1
votes

I'm wondering if anyone has any experience in calling datasets dynamically in Azure Data Factory. The situation we have is that we dynamically sweep all tables in from IaaS (on-premise SQL Server installations on an Azure VM) application systems to a data lake. We want to have one pipeline that can pass server name, database name, user name and password to the pipeline's activities. The pipelines will then sweep whatever source they've been told to read from the parameters. The source systems are currently within a separate subscription and domain within our Enterprise Agreement.

We have looked into using the AutoResolveIntegrationRuntime on a generic SQL Server dataset but, as it is Azure and the runtimes on the VMs are self-hosted, it can't resolve and we get 'cannot connect' errors. So,

i) I don't know if this problem goes away if they are in the same subscription and domain?

That leaves whether anyone can assist with:

ii) A way of getting a dynamic runtime to resolve which SQL Server runtime it should use (we have one per VM for resilience purposes, but they can all see each other's instances).

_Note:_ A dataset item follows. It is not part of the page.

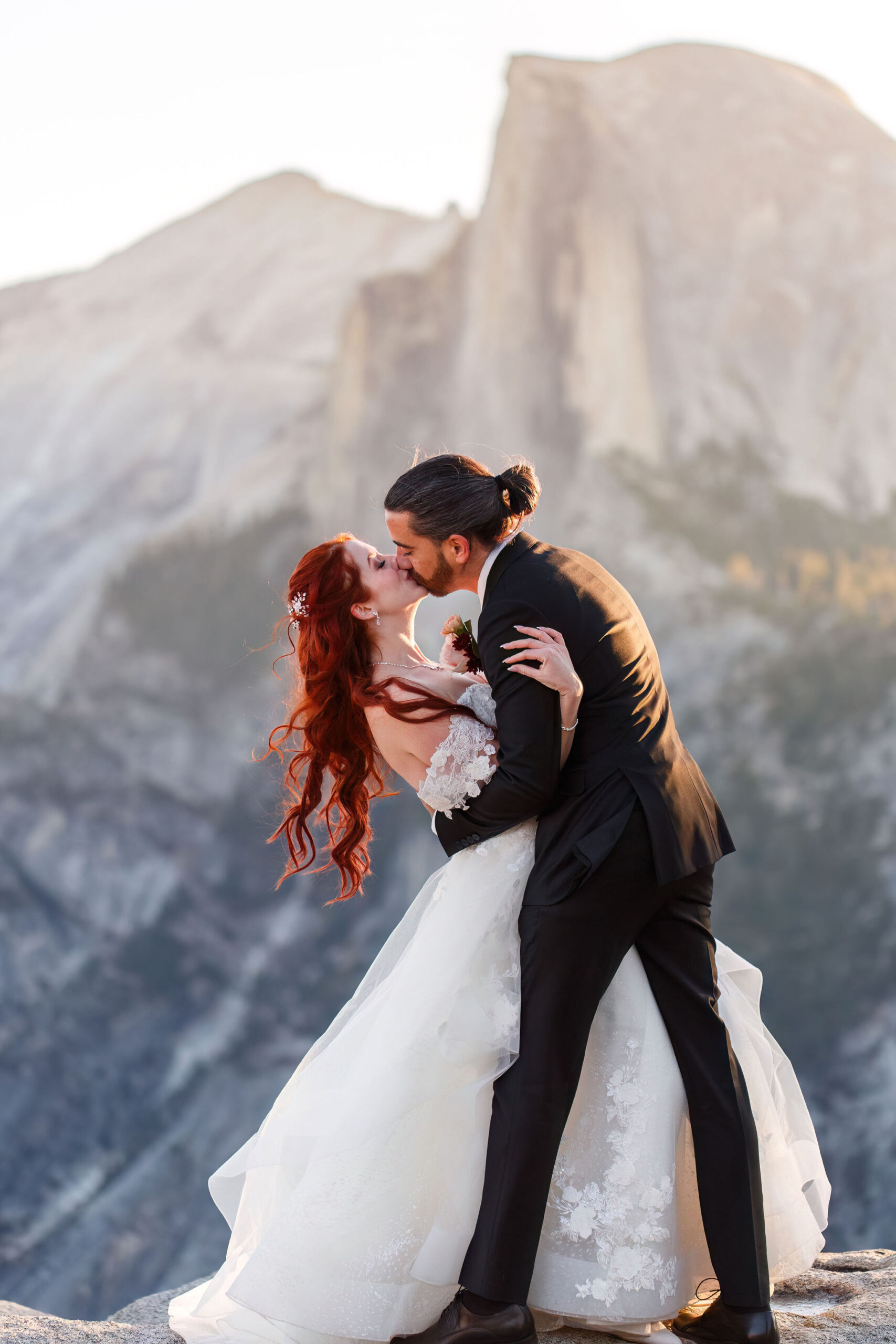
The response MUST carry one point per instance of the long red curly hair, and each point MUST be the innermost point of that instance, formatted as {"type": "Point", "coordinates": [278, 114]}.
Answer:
{"type": "Point", "coordinates": [327, 734]}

We don't want to parameterise a linked service on a particular VM as it places reliance for other VMs on that single VM.

iii) Ability to parameterise a dataset to call a runtime (doesn't look possible in the UI).

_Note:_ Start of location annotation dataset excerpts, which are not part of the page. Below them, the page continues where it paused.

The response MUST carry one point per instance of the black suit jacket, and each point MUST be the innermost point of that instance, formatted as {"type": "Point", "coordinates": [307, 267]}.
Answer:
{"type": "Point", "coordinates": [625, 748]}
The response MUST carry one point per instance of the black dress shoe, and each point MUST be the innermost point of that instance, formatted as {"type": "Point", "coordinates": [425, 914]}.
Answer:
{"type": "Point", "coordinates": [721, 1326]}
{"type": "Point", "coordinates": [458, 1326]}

iv) Ability to parameterise the source and sink connections with pipeline activities to call a dataset parameter.

1

1 Answers

0
votes

Servers, database, tableNames are possible to be dynamic by using parameters. The key problem here is that all the reference in ADF can’t be parameterized, like linked services reference in dataset, integrationRuntime reference in linked service. If you don’t have too many selfhosted integrationRuntime, maybe you can try setup different pipelines for different network?